Savara reported that its daily treatment for a rare lung disease met the primary endpoint in a key late-stage study.
The company is developing molgramostim for autoimmune pulmonary alveolar proteinosis (aPAP) — a disease in which substances build up in the lung’s air sacs and cause breathing problems.
In the Phase 3 IMPALA-2 study, Savara’s therapy improved lung function as measured by a test called DLCO — diffusing capacity of the lungs for carbon monoxide — compared to placebo at 24 weeks. That difference was maintained at 48 weeks, Savara said Wednesday.
Bruce Trapnell“Patients typically experience breathlessness, which begins slowly and progresses over time, often accompanied by cough and fatigue, and in some patients, serious infections, pulmonary fibrosis and respiratory failure requiring lung transplantation,” Bruce Trapnell, a professor at the University of Cincinnati College of Medicine and lead investigator for the study, said in a statement.

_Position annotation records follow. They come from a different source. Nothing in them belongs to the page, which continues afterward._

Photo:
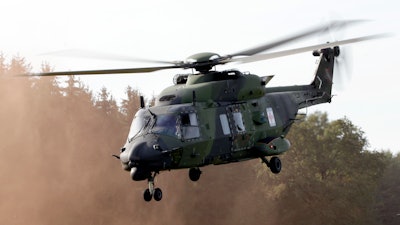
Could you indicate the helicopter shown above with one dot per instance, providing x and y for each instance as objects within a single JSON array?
[{"x": 211, "y": 117}]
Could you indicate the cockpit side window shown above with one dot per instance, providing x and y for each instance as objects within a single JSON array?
[
  {"x": 189, "y": 126},
  {"x": 166, "y": 124}
]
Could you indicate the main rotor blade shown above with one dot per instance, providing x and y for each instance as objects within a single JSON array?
[
  {"x": 272, "y": 55},
  {"x": 324, "y": 28},
  {"x": 90, "y": 54},
  {"x": 108, "y": 71}
]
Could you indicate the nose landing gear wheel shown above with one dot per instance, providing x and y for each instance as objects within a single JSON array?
[
  {"x": 147, "y": 195},
  {"x": 194, "y": 174},
  {"x": 157, "y": 194},
  {"x": 275, "y": 164},
  {"x": 150, "y": 192}
]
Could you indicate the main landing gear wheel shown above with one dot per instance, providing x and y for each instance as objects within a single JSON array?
[
  {"x": 194, "y": 174},
  {"x": 150, "y": 192},
  {"x": 275, "y": 164}
]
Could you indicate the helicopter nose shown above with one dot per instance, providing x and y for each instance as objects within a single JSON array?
[{"x": 142, "y": 153}]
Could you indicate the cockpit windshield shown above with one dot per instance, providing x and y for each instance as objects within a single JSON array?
[{"x": 139, "y": 122}]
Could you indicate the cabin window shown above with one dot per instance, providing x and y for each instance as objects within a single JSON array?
[
  {"x": 271, "y": 117},
  {"x": 237, "y": 117},
  {"x": 189, "y": 125},
  {"x": 224, "y": 124}
]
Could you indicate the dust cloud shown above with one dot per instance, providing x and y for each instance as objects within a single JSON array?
[{"x": 56, "y": 168}]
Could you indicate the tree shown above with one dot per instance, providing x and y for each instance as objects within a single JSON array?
[
  {"x": 389, "y": 189},
  {"x": 328, "y": 176}
]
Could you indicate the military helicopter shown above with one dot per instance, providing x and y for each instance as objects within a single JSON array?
[{"x": 218, "y": 117}]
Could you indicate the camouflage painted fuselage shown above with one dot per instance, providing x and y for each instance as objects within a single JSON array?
[{"x": 219, "y": 117}]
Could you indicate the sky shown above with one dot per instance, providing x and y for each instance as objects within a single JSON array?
[{"x": 366, "y": 92}]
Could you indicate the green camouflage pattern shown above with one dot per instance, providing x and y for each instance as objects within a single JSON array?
[{"x": 220, "y": 117}]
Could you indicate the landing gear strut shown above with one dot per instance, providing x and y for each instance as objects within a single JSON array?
[
  {"x": 274, "y": 164},
  {"x": 152, "y": 192}
]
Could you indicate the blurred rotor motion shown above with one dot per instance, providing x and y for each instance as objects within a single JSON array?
[{"x": 204, "y": 62}]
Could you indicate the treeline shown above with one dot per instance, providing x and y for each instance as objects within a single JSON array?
[{"x": 57, "y": 139}]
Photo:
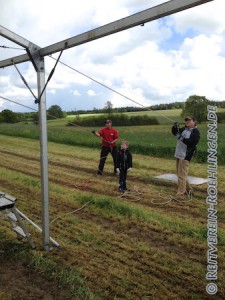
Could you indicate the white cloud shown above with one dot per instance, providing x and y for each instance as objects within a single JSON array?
[
  {"x": 165, "y": 60},
  {"x": 76, "y": 93},
  {"x": 91, "y": 93}
]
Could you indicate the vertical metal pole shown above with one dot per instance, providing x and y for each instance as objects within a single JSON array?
[{"x": 43, "y": 156}]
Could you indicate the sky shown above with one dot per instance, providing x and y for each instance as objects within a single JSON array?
[{"x": 164, "y": 61}]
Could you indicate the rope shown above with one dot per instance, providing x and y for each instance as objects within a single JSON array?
[{"x": 70, "y": 213}]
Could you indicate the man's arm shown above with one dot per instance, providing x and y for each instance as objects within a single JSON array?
[
  {"x": 175, "y": 129},
  {"x": 95, "y": 133},
  {"x": 194, "y": 138}
]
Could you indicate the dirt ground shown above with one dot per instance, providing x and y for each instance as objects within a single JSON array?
[{"x": 17, "y": 281}]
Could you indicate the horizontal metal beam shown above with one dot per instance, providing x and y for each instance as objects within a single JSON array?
[
  {"x": 19, "y": 40},
  {"x": 156, "y": 12}
]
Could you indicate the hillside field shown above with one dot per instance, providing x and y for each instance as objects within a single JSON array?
[{"x": 140, "y": 246}]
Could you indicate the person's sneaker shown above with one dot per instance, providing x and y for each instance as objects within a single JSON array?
[
  {"x": 177, "y": 198},
  {"x": 190, "y": 194}
]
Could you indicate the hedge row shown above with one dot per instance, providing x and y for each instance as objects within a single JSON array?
[{"x": 117, "y": 120}]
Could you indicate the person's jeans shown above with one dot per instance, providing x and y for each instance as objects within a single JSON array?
[
  {"x": 182, "y": 167},
  {"x": 104, "y": 153}
]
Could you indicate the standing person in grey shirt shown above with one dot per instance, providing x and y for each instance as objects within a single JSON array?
[{"x": 187, "y": 140}]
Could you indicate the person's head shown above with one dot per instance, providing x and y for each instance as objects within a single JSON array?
[
  {"x": 190, "y": 121},
  {"x": 124, "y": 145},
  {"x": 108, "y": 123}
]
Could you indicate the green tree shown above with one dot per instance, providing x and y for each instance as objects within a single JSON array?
[
  {"x": 55, "y": 112},
  {"x": 9, "y": 116},
  {"x": 196, "y": 106}
]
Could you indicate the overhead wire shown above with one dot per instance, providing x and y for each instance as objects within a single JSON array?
[
  {"x": 87, "y": 76},
  {"x": 109, "y": 88}
]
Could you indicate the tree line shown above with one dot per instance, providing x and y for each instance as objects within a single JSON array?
[{"x": 194, "y": 105}]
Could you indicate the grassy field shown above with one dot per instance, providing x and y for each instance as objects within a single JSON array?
[
  {"x": 155, "y": 140},
  {"x": 115, "y": 247}
]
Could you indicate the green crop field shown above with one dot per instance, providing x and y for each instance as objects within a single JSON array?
[
  {"x": 115, "y": 247},
  {"x": 155, "y": 140}
]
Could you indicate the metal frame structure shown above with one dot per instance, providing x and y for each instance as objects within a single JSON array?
[{"x": 36, "y": 55}]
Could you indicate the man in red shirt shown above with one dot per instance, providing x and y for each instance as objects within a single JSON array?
[{"x": 109, "y": 138}]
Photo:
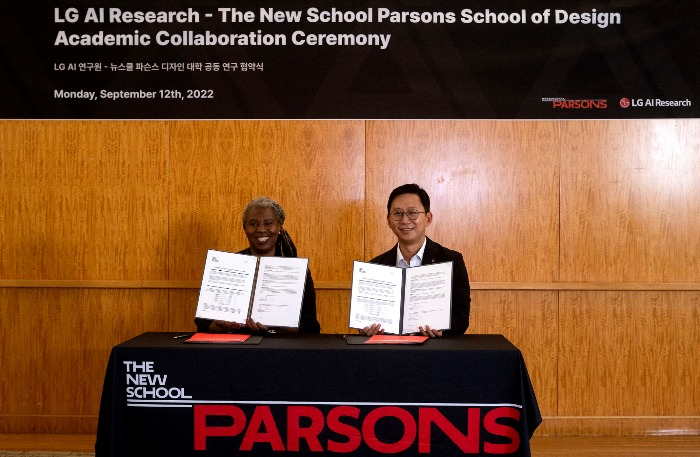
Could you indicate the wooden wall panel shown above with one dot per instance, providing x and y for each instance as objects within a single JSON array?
[
  {"x": 529, "y": 320},
  {"x": 314, "y": 169},
  {"x": 493, "y": 187},
  {"x": 181, "y": 309},
  {"x": 83, "y": 200},
  {"x": 56, "y": 345},
  {"x": 333, "y": 311},
  {"x": 629, "y": 353},
  {"x": 630, "y": 201}
]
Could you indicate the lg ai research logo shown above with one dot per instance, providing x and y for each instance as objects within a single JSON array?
[{"x": 653, "y": 103}]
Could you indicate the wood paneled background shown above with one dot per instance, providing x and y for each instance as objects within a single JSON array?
[{"x": 581, "y": 238}]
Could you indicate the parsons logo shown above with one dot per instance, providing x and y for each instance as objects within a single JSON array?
[
  {"x": 342, "y": 429},
  {"x": 580, "y": 104}
]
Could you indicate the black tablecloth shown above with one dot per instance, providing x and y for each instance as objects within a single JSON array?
[{"x": 316, "y": 395}]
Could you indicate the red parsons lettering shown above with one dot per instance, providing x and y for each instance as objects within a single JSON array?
[{"x": 262, "y": 428}]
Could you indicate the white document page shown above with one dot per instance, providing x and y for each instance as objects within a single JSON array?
[
  {"x": 428, "y": 298},
  {"x": 227, "y": 284},
  {"x": 279, "y": 291},
  {"x": 375, "y": 296}
]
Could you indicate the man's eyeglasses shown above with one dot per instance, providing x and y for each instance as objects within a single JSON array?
[{"x": 412, "y": 214}]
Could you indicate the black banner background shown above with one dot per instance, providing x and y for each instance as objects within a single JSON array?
[{"x": 648, "y": 63}]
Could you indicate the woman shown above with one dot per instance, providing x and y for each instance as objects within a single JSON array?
[{"x": 262, "y": 222}]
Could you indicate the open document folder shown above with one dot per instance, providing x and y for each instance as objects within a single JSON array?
[
  {"x": 269, "y": 290},
  {"x": 401, "y": 299}
]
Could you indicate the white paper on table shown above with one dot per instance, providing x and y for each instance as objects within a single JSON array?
[
  {"x": 279, "y": 291},
  {"x": 376, "y": 296},
  {"x": 428, "y": 297},
  {"x": 227, "y": 284}
]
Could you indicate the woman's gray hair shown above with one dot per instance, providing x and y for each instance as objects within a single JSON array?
[{"x": 262, "y": 203}]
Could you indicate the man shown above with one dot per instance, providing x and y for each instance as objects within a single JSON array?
[{"x": 408, "y": 216}]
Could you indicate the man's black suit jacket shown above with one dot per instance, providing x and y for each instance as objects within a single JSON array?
[{"x": 461, "y": 298}]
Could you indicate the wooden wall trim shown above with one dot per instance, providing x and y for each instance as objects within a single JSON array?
[
  {"x": 345, "y": 285},
  {"x": 619, "y": 425}
]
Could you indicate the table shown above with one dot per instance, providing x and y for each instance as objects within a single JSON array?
[{"x": 306, "y": 395}]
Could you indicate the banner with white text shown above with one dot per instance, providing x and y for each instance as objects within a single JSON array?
[{"x": 374, "y": 59}]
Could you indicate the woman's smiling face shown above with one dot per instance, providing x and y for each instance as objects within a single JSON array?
[{"x": 261, "y": 229}]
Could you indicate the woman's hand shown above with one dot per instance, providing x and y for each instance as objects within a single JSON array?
[
  {"x": 429, "y": 332},
  {"x": 255, "y": 326}
]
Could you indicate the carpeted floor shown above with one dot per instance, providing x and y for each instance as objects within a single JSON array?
[{"x": 45, "y": 454}]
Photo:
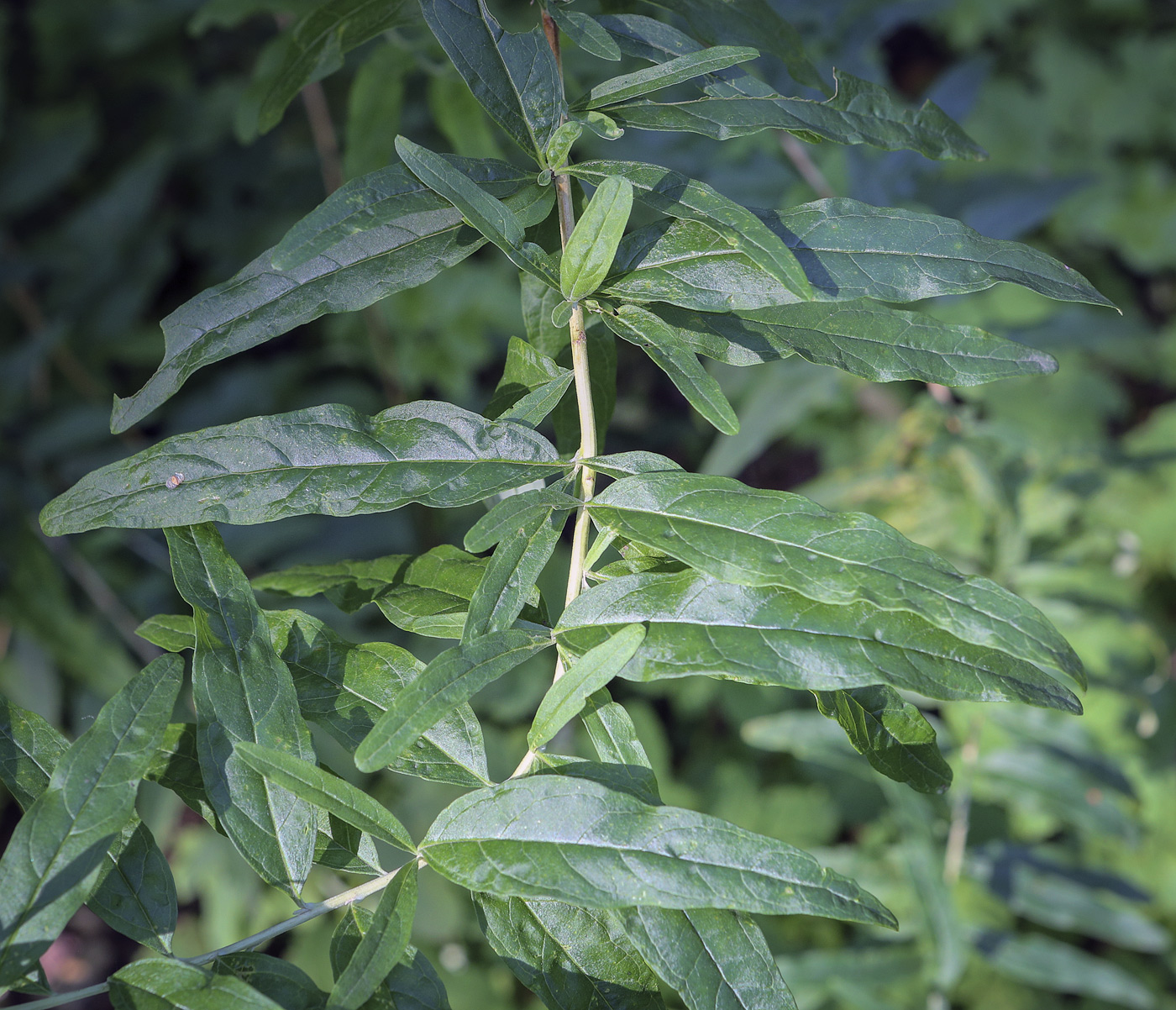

Molgramostim, delivered via a nebulizer, is a recombinant form of an immune system regulator called granulocyte-macrophage colony-stimulating factor. In aPAP, autoantibodies block that factor’s signaling, which is needed for the body to clear the lung’s air sacs.
“With convincing data from two large clinical trials, the evidence now clearly demonstrates molgramostim has the potential to be a safe and efficacious treatment option for these patients,” Trapnell said.
As for safety, those who received Savara’s therapy in the Phase 3 trial and those who received placebo experienced a similar frequency of adverse events.
Savara’s shares {SVRA} fell 3% Wednesday morning.
The company said it plans to file an application to the FDA for approval in the first half of 2025, and Jefferies analyst Andrew Tsai estimated the treatment could be on the market by early 2026. Tsai also projected peak sales of over $400 million.
Back in 2020, Savara reported success in a Phase 2 study of molgramostim in the rare lung disease that was published in the New England Journal of Medicine.